I suppose that a definition becomes useful when referring to objects orbiting other stars, but with those, you also get into the brown dwarf problem...

Also, thanks, everyone, for the birthday wishes.

Friday, August 18, 2006

The middle third...

Yesterday, Cyn and I went to lunch with Brian Anderson, author of Zack Proton. We commiserated over the middle of novels (actually, he mentioned it in terms of screenplays): You'll get this great idea, and the beginning and the middle come along easily, but the middle is more difficult. Often in manuscripts, you see it merely being filler that comes between the first and last acts. This, sadly, is where I am now with RM. Plotting is
a problem...


Speaking of plots, I've been seeing on some list servs a reluctance to put characters in danger (children shouldn't be put in harm's way, you see) or make them, well, mean (also bad) or have any kind of CONFLICT whatsoever.

While I can respect the sentiment, here's a good illustration of why conflict is necessary in literature (From the second season of Frasier in which Niles is haunted by seeing his old middle school bully arrive at Chez Crane as the plumber; in the scene, Frasier is trying to talk Niles out of giving said plumber a swirlee):

Frasier: You know the expression, "Living well is the best revenge"?

Niles: It's a wonderful expression. Just don't know how true it is. Don't see it turning up in a lot of opera plots. “Ludwig, maddened by the poisoning of his entire family, wreaks vengeance on Gunther in the third act by living well.”

Frasier: All right, Niles. [walking away]

Niles: [following] “Whereupon Wotan, upon discovering his deception, wreaks vengeance on Gunther in the third act again by living even better than the Duke.”

Frasier: Oh, all right!

Anyone ever actually sat down and read the plots to major operas? They usually make no sense whatsoever...(e.g., It's amazing how many sopranos can really belt out an aria when dying of consumption). But anyone who has masochistic tendencies should read A Night at the Opera: An Irreverent Guide to The Plots, The Singers, The Composers, The Recordings, by Denis Forman.

Friday, August 04, 2006

Out of the frying pan...

One of the things that Texans enjoy doing in July and August is leaving the state for parts more northerly, where it will, in theory, be much cooler. Alas, this didn't work this year...We flew back Tuesday (just in time - I understand NYC was hotter yesterday than Austin).

Didn't blog at all for the second half of July due to a severe stomach virus that struck the day Cyn left for Vermont and lingered as a severe headache for about ten days. Then I flew up to Vermont and parts north so Cyn and I could have a quiet mini-vacation. Anyway, Cynthia blogs about our trip here.

Random notes:

There's going to be a Japanese language version of NINJAS, PIRANHAS, AND GALILEO, probably by the end of next year! Poplar Sha just bought the rights...
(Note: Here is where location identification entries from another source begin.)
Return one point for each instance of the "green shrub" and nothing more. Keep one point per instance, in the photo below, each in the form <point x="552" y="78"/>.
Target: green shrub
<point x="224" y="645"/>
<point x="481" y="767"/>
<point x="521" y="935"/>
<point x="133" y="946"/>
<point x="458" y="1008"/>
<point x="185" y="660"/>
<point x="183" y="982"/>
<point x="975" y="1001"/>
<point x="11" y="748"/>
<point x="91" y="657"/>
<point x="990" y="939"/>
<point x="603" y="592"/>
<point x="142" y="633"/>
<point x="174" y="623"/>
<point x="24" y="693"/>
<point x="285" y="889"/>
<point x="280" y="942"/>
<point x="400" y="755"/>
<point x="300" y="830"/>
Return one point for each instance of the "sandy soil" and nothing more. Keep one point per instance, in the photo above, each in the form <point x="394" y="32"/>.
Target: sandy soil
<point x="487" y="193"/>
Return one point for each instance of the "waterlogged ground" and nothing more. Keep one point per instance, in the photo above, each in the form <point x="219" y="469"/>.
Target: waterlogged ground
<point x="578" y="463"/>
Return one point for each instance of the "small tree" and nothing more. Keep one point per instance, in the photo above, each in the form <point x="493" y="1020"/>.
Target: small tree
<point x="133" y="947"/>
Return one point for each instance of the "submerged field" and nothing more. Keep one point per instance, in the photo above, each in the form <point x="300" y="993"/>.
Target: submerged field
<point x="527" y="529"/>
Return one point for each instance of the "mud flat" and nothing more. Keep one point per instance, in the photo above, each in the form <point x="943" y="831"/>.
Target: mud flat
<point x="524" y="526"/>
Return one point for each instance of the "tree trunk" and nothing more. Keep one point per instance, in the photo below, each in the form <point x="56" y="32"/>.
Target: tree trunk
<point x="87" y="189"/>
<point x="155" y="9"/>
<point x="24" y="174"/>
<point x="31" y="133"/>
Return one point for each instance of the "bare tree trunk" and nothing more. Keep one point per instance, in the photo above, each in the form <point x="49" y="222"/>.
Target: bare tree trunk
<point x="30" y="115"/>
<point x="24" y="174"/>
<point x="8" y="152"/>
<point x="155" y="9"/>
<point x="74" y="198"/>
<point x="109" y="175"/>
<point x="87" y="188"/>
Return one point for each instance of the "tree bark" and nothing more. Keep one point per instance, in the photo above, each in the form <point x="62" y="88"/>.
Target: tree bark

Austinite Anne Bustard, author of Buddy: The Story of Buddy holly, has begun a new blog, called Anneographies, which features picture book biographies on the subjects' birthdays.

There's been some great blog-o-sphere buzzing about Cynthia's gothic fantasy TANTALIZE:

Author Gail Giles posts about it here; author Cecil Castellucci here; Gwenda Bond of the Shaken & Stirred blog here; and Liz B at A Chair, a Fireplace, and a Tea Cozy blogs about it here.

Finally, there's something very peculiar about the fact that the Blogger spell-check does not recognize the word "blog."